In the judgment of January 29, 2021, file ref. I CZ 77/20, the Supreme Court ruled that the court of second instance is obliged to refer the case to the court of first instance for re-examination, if the subject of the case is a divorce.
This decision was made on the basis of a complaint against the decision of the court of second instance, i.e. the Court of Appeal, lodged with the Supreme Court by the defendant. The court of first instance – the Regional Court – assessed that the interests of the minor children of the parties preclude the possibility of a divorce and consequently dismissed the lawsuit.
The plaintiff appealed against this judgment, which led to the Court of Appeals ruling that the court of first instance had erred in limiting itself to assessing the welfare of the parties’ minor children. Focusing on this one factual element, the Regional Court did not consider the merits of the case. Therefore, the court of the second instance decided to set aside the judgment of the first instance and remit the case for reconsideration.
This decision was contradicted by the defendant, who appealed to the Supreme Court and argued that it was the court of second instance who had incorrectly assessed the judgment of the court of first instance and requested that the case be reconsidered by the Court of Appeal. According to the defendant, the District Court correctly recognized the essence of the case and did not limit itself to the analysis of the children’s welfare, but considered this circumstance as a negative premise for the dissolution of the marriage.
When examining the complaint, the Supreme Court first reminded that it is of a formal nature – it is not used to examine the case as to the merits, and thus to assess the validity of the claim, appeal or substantive position of the court of first instance, but to assess whether there were indeed premises for the court of second instance to overturn the judgment court of first instance and referred the case back to it. For this reason, the Supreme Court limited itself to examining whether the court of second instance correctly assessed that the court of first instance had failed to assess the merits of the case. The court stated that a case is not resolved on the merits if the decision does not refer to the actual subject of the case due to the erroneous belief that there is a premise eliminating the claim.
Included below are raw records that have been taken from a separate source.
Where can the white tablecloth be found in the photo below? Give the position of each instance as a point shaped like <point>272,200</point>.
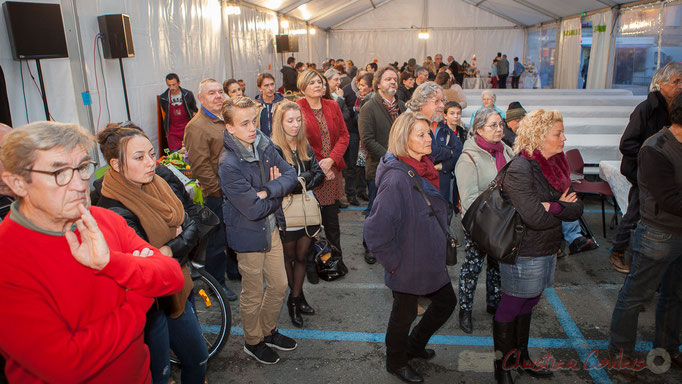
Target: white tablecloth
<point>476,83</point>
<point>531,81</point>
<point>609,171</point>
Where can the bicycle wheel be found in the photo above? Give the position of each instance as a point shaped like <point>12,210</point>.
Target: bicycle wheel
<point>213,312</point>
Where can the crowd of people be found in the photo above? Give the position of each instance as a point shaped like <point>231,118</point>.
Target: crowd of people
<point>113,256</point>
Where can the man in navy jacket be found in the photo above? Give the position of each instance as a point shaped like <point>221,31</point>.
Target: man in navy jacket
<point>254,178</point>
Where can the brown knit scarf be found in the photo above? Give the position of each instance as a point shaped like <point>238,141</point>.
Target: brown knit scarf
<point>158,208</point>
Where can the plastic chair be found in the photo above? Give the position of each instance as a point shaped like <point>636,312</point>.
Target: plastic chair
<point>582,186</point>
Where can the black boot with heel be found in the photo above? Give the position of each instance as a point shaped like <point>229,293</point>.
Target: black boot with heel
<point>505,342</point>
<point>294,312</point>
<point>522,331</point>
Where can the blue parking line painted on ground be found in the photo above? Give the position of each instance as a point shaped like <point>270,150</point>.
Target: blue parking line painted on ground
<point>576,337</point>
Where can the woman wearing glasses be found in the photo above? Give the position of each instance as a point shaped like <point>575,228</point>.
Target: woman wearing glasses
<point>482,157</point>
<point>156,205</point>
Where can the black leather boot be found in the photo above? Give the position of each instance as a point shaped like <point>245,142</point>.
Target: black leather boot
<point>303,305</point>
<point>505,341</point>
<point>465,321</point>
<point>522,331</point>
<point>294,312</point>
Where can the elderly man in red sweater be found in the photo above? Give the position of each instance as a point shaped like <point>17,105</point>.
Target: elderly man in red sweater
<point>75,280</point>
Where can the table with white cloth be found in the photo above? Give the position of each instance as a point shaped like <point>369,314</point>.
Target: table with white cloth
<point>476,82</point>
<point>531,80</point>
<point>609,171</point>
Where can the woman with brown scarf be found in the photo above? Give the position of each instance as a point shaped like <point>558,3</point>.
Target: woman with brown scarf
<point>154,203</point>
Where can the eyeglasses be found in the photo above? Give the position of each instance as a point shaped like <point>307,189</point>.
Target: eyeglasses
<point>63,176</point>
<point>499,125</point>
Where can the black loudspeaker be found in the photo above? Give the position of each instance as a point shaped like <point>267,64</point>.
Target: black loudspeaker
<point>287,43</point>
<point>117,37</point>
<point>35,30</point>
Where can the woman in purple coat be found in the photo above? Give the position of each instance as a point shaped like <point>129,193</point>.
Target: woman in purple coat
<point>409,242</point>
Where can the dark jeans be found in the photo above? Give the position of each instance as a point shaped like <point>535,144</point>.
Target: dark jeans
<point>656,261</point>
<point>503,80</point>
<point>621,238</point>
<point>184,336</point>
<point>217,260</point>
<point>399,339</point>
<point>355,181</point>
<point>330,221</point>
<point>372,188</point>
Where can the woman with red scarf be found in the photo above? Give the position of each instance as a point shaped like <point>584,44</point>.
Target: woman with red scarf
<point>538,185</point>
<point>409,243</point>
<point>482,158</point>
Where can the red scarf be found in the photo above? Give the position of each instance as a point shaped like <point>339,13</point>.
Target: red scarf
<point>424,169</point>
<point>496,150</point>
<point>555,169</point>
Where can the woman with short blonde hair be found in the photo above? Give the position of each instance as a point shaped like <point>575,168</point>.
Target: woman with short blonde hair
<point>409,244</point>
<point>538,185</point>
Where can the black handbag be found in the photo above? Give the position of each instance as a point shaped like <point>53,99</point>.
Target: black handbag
<point>493,224</point>
<point>450,237</point>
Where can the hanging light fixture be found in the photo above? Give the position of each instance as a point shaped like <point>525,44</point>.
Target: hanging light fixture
<point>231,8</point>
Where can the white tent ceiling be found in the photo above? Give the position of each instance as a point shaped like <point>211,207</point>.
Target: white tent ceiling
<point>523,13</point>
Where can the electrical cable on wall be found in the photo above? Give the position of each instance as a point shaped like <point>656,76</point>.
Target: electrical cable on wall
<point>23,90</point>
<point>94,68</point>
<point>104,77</point>
<point>37,87</point>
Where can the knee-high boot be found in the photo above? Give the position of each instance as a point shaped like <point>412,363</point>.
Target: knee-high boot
<point>527,365</point>
<point>505,342</point>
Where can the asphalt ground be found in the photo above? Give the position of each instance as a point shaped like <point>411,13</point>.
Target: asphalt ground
<point>344,341</point>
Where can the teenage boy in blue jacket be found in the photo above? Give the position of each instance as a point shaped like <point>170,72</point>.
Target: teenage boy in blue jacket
<point>254,179</point>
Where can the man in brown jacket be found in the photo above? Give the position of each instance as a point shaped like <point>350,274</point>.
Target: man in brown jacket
<point>204,142</point>
<point>374,124</point>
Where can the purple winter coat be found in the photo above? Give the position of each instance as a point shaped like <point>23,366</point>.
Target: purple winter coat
<point>402,233</point>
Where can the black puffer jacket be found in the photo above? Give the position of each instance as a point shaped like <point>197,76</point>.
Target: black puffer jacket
<point>180,245</point>
<point>648,118</point>
<point>527,188</point>
<point>309,170</point>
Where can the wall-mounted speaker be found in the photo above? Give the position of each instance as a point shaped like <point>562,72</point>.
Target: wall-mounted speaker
<point>286,43</point>
<point>117,37</point>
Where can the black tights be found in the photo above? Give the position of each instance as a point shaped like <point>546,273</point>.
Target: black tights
<point>294,262</point>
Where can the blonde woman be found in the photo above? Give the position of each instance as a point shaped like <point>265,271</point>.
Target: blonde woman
<point>288,134</point>
<point>410,244</point>
<point>538,185</point>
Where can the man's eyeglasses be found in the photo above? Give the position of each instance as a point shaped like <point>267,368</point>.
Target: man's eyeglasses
<point>499,125</point>
<point>63,176</point>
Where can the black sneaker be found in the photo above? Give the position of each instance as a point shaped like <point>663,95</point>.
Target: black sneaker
<point>262,353</point>
<point>279,341</point>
According to the Family and Guardianship Code, the elements of a divorce judgment are: a decision which of the spouses is to blame for the breakdown of the marriage – Art. 57 § 1 of the Agricultural Code, decision on parental authority and contact with the child – art. 58 § 1, sentence 1, and on the use of a shared apartment – art. 58 § 2 sentence one step. Although the court does not rule on these issues if the claim is dismissed, if the court of second instance decides not to uphold the judgment of the court of first instance, the court of second instance needs to make further findings as to the circumstances surrounding the subject matter of the case.
If the court of second instance were to decide on a divorce on its own, it would have to make findings as to the facts and essence of the case from the beginning and classify them accordingly, which would replace the role of the court of first instance. Such a situation is unacceptable, as it would violate the constitutional right to consider a case before two instances. For this reason, the court of second instance in the described situation is obliged to return the case to the court of first instance for reconsideration.